First Suit to Enforce Business-Interruption Coverage Filed
Time 4 Minute Read
Categories: Event Cancellation

On Monday, Oceana Grill, a restaurant in New Orleans, Louisiana, became the first to file a lawsuit over coverage for COVID-19 business interruption losses.  The lawsuit, styled Cajun Conti, LLC, et al. v. Certain Underwriters at Lloyd’s of London, et al. (La. Dist. Court, Orleans Parish), seeks a declaratory judgment that an “all risks” property insurance policy issued by Lloyd’s of London must cover losses resulting from the closure of the restaurant following an order by the Governor of Louisiana restricting public gatherings and the Mayor of New Orleans’ order closing restaurants.

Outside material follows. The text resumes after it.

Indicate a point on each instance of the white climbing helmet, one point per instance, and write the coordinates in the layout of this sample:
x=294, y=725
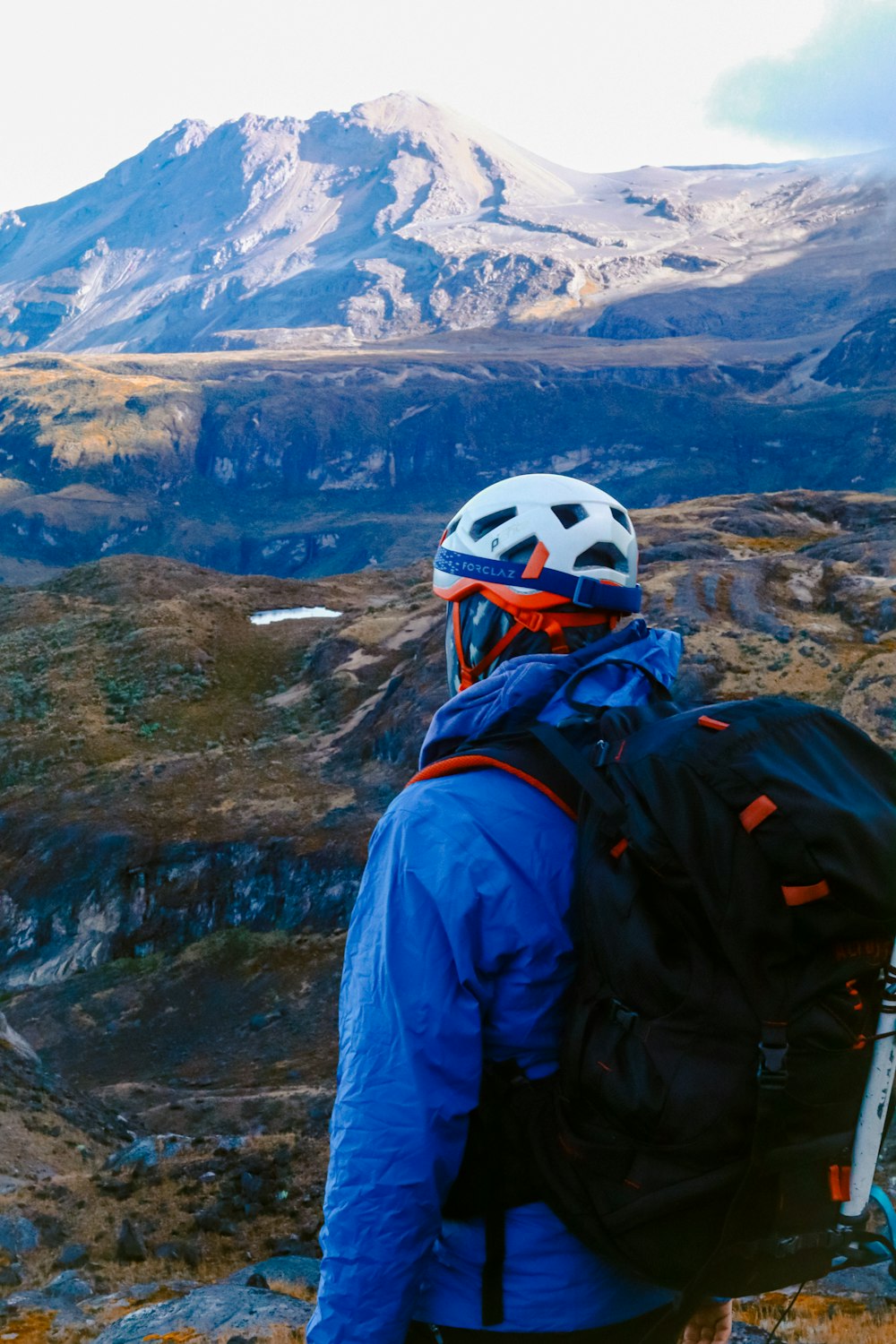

The Lloyds’ policy, like most first-party property insurance policies, affords coverage for business- interruption losses and contains an “extension of coverage in the event of the businesses closure by order of Civil Authority.”  Specifically, the lawsuit seeks a declaration that “the policy provides coverage to plaintiffs for any future civil authority shutdowns of restaurants in the New Orleans area due to physical loss from Coronavirus contamination and that the policy provides business income coverage in the event that the coronavirus has contaminated the insured premises.”  Furthermore, according to the complaint, “[t]he policy does not provide any exclusion due to losses, business or property, from a virus or global pandemic.”

As the complaint implies, an important issue will be whether the novel coronavirus constitutes the requisite “direct physical loss or damage” under the policy.  Understanding COVID-19, its manner of transmission and its ability to live beyond a host organism helps support a conclusion that COVID-19 does indeed amount to the required direct physical loss or damage.

According to the CDC, the novel coronavirus is believed to spread mainly from direct contact with an affected person.  However, COVID-19 also is understood to remain on surfaces.  The duration can last at least three-weeks, depending on the type of surface material.  This supports the conclusion that the presence of COVID-19 on business personal property, such as desks, computers and other office equipment, kitchen worktables and appliances, and dining room furniture and tableware can constitute direct physical loss or damage.  This is especially so where the insurance policy contains no limiting language or definitions, as is often the case.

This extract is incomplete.